Or with honeybees, doing the communication dance. I have no idea if the communication goes beyond "food here" or if it's "we need to decide who to send out."

It seems like you have to have learning in the object to really negotiate with something it hasn't encountered before. Maybe I'm making things too hard.

Maybe "can we communicate" is the first negotiation, and if not, give up.

It is worth thinking of an analogy to TCP/IP -- what is the smallest thing that could be universal that will allow everything else to happen?

  • I remember at one point after listening to one of your talks about TCP/IP as a very good OO system, and pondering the question of how to make software like that, an idea that came to mind was, "Translation as computation." I was combining the concept that as implemented, TCP/IP is about translation between packet-switching systems, so a semantic TCP/IP would be a system that translates between different machine models, though, in terms of my skill, the best that I could imagine was "compilers as translators," which I don't think cuts it, because compilers don't embody a machine model. They assume it. However, perhaps it's not necessary to communicate machine models explicitly, since such a system could translate between them re. what state means. This would involve simulating state to satisfy local operation requirements while actual state is occurring, and will eventually be communicated. I've heard you reference McCarthy's situation calculus re. this.

Well, there's the old Component Object Model and cousins ... under this model an object a encountering a new object b will, essentially, ask 'I need this service performed, can you perform it for me?' If b can perform the service, a makes use of it; if not, not.

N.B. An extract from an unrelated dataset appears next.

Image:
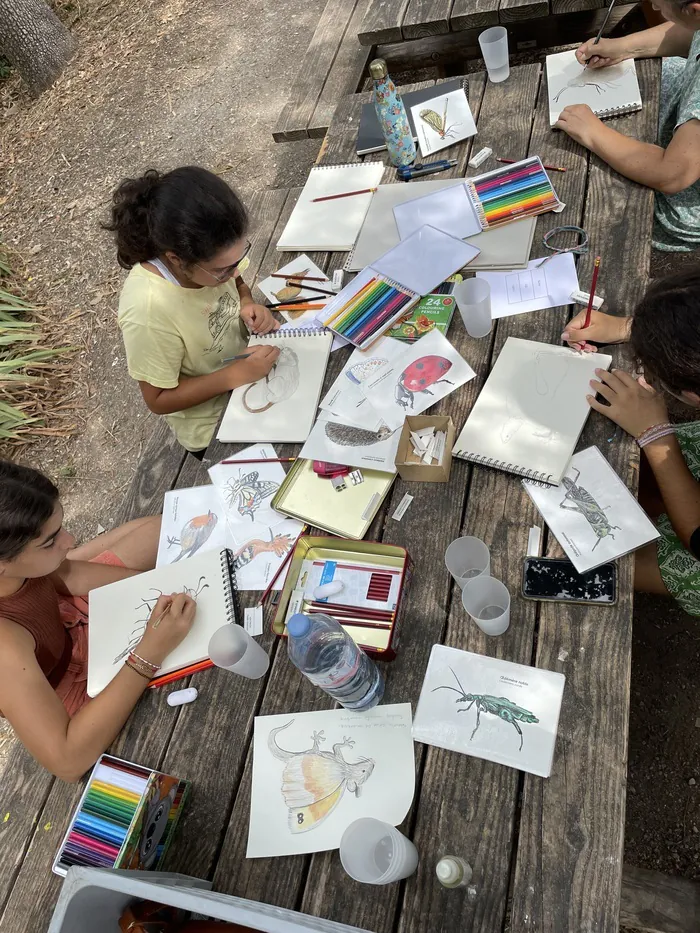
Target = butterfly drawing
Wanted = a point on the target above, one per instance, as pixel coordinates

Another technique that occurs to me is from type theory ... here, instead of objects we'll talk in terms of values and functions, which have types. So e.g. a function a encountering a new function b will examine b's type and thereby figure out if it can/should call it or not. E.g., b might be called toJson and have type (in Haskell notation) ToJson a => a -> Text, so the function a knows that if it can give toJson any value which has a ToJson typeclass instance, it'll get back a Text value, or in other words toJson is a JSON encoder function, and thus it may want to call it.